I will build custom ai agent pipelines and multi agent automation workflows


About this gig
Tired of one-shot LLM calls that don't actually automate anything? I build multi-agent systems where AI agents plan, execute, communicate, and self-correct end to end.
I specialize in agentic AI architecture. My work includes a 5-agent automated video generation pipeline (Story Audio Video Edit Undo), built with an MCP tool-abstraction layer, LangGraph-style orchestration, Pydantic state contracts between agents, a WebSocket-live FastAPI backend, and a natural language edit + version revert agent 46/46 tests passing.
What I can build for you:
- Multi-agent pipelines with Supervisor/Worker or sequential architectures
- LangGraph workflows with custom node logic, edges, and conditional routing
- MCP (Model Context Protocol) tool servers and agent-tool integration
- Agents that call external APIs, process files, query databases, or control other tools
- State management with versioning and rollback between agent phases
- Natural language intent classification feeding into automated action planners
- FastAPI backends exposing your agent pipeline as a REST/WebSocket API
- LLM-provider-agnostic systems (OpenAI, Gemini, Claude, Ollama swap without rewrites)
Get to know Saad Abdullah
- FromPakistan
- Member sinceFeb 2024
- Last delivery2 years
Languages
English
FAQ
Do I need to provide an OpenAI / Gemini API key?
You'll need a key for whichever LLM provider you want to use. I build all systems to be provider-agnostic — if you switch providers later, it's a one-line config change, not a rewrite. I can also build with Ollama for fully local/offline setups.
What information do I need to give you to get started?
A clear description of what you want the agent(s) to do: the input, the desired output, any tools or APIs the agent should use, and any constraints (offline-only, specific LLM, etc.). The more specific, the better.
Can you integrate with my existing codebase?
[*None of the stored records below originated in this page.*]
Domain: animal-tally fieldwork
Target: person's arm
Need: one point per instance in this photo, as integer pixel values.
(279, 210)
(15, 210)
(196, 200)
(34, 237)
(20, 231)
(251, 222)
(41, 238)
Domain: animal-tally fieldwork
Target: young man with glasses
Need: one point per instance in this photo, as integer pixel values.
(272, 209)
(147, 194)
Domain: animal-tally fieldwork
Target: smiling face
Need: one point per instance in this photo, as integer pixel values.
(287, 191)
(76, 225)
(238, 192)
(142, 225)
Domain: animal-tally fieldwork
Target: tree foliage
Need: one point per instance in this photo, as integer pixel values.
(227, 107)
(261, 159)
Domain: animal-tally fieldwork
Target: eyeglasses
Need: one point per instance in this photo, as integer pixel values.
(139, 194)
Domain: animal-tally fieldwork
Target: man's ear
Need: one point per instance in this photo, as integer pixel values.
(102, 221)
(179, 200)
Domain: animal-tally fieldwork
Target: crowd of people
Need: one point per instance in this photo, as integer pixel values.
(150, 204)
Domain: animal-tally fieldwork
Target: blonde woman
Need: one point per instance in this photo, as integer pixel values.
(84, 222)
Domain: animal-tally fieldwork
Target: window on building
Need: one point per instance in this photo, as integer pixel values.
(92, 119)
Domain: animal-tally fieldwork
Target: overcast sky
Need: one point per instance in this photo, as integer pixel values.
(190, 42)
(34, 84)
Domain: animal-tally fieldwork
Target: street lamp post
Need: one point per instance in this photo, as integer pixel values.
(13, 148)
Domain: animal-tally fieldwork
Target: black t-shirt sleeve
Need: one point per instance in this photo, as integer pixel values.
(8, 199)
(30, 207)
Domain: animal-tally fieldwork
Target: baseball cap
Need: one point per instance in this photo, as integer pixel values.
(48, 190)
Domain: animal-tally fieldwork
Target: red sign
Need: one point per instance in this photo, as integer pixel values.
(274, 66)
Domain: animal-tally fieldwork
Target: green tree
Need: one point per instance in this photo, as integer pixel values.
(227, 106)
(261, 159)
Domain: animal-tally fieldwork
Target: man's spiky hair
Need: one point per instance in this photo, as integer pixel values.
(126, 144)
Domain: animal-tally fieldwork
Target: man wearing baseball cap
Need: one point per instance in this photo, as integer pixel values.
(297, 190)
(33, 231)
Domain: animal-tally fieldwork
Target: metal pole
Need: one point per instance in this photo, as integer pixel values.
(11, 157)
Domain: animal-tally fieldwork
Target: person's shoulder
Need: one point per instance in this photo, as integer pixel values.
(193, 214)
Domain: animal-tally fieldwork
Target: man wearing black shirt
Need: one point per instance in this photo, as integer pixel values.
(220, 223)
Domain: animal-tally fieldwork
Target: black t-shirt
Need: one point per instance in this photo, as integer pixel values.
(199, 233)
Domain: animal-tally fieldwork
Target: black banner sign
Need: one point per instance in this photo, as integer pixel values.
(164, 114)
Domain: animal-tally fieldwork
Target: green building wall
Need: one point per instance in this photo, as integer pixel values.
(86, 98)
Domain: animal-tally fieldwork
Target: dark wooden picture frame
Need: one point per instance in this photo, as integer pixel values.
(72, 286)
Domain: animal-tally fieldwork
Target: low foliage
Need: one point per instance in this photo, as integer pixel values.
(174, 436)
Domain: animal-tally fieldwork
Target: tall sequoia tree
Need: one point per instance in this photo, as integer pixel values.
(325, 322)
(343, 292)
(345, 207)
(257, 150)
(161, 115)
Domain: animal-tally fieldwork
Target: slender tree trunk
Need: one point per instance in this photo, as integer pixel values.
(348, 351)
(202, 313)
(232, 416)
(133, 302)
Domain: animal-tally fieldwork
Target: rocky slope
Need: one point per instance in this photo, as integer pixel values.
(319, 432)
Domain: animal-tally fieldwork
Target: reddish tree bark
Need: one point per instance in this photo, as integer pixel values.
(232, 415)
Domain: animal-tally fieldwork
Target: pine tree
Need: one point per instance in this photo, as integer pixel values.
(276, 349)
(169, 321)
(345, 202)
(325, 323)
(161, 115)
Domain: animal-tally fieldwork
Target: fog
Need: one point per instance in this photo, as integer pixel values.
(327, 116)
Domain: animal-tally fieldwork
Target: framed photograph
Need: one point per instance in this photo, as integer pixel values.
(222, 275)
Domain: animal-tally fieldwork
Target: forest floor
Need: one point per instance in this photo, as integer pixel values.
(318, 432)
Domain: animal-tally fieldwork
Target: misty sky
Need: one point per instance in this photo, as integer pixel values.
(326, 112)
Yes, message me first with a brief description of your stack and I'll confirm compatibility before you order.
Do you use LangGraph specifically?
I implement LangGraph-style orchestration and can use LangGraph directly or build equivalent graph logic in plain Python (no extra dependency). Your call.
Will I be able to understand and extend the code after delivery?
Yes. I write production-quality code with docstrings, a README, and where applicable, tests. I won't hand you a monolithic script no one can maintain.
What does "MCP tool layer" mean and do I need it?
MCP (Model Context Protocol) is a way to expose tools to LLM agents in a structured, reusable way. It's useful for larger systems where multiple agents share the same tools. For simpler single-agent setups it's optional — I'll recommend the right architecture for your scope.